One day does not make a trend, but as U.S. stocks rallied to close firmly in positive territory Monday, the sector exchange traded funds doing the leading off the day’s lows were decidedly boring.

Save for some pockets of strength of among energy ETFs, Monday’s best-performing non-leveraged ETFs largely hailed from the utilities and consumer staples sectors. For example, the Consumer Staples Select Sector SPDR (NYSEArca: XLP), the largest consumer staples ETFs by assets, jumped almost 2.1% Monday on more than double the average daily volume. On the other hand, the Consumer Discretionary Select Sector SPDR (NYSEArca: XLY) did not even gain 1%, though volume in the ETF was heavy.

As the chart below, courtesy of Chris Kimble of Kimble Charting Solutions, illustrates, the staples/discretionary ratio is not yet at alarming levels. However, XLP has outperformed XLY by nearly 100 basis points over the past month.

The quick explanation of the staples/discretionary ratio is that investors, excluding those that want to see equities fall, want to see the ratio falling because that means markets are favoring the higher beta discretionary sector over its staples counterpart.
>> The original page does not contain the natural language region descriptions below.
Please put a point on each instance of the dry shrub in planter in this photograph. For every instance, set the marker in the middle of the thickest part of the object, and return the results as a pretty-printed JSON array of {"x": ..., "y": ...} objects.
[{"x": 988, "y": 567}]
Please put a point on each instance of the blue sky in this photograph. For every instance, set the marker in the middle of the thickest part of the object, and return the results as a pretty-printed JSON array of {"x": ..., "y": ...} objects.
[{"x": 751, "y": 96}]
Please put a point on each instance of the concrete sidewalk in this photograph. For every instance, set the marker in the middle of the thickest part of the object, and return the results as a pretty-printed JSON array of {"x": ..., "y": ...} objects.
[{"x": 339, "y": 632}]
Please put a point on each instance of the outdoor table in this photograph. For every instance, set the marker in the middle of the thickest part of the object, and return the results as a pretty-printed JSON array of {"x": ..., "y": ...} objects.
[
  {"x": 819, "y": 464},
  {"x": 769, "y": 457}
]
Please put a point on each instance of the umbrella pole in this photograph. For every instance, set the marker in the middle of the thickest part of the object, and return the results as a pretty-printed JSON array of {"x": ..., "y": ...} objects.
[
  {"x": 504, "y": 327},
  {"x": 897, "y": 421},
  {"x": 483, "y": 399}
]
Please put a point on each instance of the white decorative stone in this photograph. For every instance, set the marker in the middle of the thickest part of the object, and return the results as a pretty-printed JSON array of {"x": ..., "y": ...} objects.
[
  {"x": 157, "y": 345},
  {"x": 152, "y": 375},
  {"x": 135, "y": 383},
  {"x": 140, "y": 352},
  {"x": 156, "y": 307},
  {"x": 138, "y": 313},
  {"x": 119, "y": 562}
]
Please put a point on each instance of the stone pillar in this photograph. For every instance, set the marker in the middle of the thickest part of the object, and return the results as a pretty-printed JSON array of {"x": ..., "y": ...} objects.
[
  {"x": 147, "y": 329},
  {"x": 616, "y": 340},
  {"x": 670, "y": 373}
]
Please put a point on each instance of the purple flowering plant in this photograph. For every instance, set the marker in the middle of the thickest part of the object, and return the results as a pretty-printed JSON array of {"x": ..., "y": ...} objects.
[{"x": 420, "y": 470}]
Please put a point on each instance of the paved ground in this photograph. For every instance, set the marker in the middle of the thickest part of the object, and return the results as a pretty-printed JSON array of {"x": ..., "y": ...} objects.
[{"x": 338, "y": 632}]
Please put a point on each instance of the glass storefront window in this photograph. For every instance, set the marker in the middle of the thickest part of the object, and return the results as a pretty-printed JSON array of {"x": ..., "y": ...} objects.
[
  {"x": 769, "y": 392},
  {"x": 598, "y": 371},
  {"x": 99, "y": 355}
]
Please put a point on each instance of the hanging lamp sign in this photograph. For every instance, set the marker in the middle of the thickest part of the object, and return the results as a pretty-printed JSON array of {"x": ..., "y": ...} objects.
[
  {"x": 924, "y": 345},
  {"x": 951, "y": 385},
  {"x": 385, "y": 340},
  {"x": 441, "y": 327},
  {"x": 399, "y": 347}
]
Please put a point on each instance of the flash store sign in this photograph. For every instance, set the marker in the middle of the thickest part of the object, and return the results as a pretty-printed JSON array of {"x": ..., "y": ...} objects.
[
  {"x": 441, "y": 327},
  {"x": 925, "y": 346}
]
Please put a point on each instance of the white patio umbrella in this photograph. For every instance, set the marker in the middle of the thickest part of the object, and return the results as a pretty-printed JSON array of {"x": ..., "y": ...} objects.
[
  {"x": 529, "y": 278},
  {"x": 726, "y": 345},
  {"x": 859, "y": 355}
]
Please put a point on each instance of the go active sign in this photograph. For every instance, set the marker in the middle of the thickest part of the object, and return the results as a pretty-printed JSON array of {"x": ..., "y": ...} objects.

For a good portion of the time since the March 2009 market bottom, the XLP/XLY has been cooperative and conducive to increased risk appetite, but there have been periods when the ratio has signaled reduced risk was the way to go and that could be the case again now. [Bad News From Consumer ETFs]

In what may an encouraging for XLP, four of the ETF’s five largest holdings have plenty of room to run to get back to their 52-week highs. For example, Dow components, Procter & Gamble (NYSE: PG), Coca-Cola (NYSE: KO) and Wal-Mart (NYSE: WMT) are an average of 13% below their recent highs. That trio combines for 28.7% of XLP’s weight.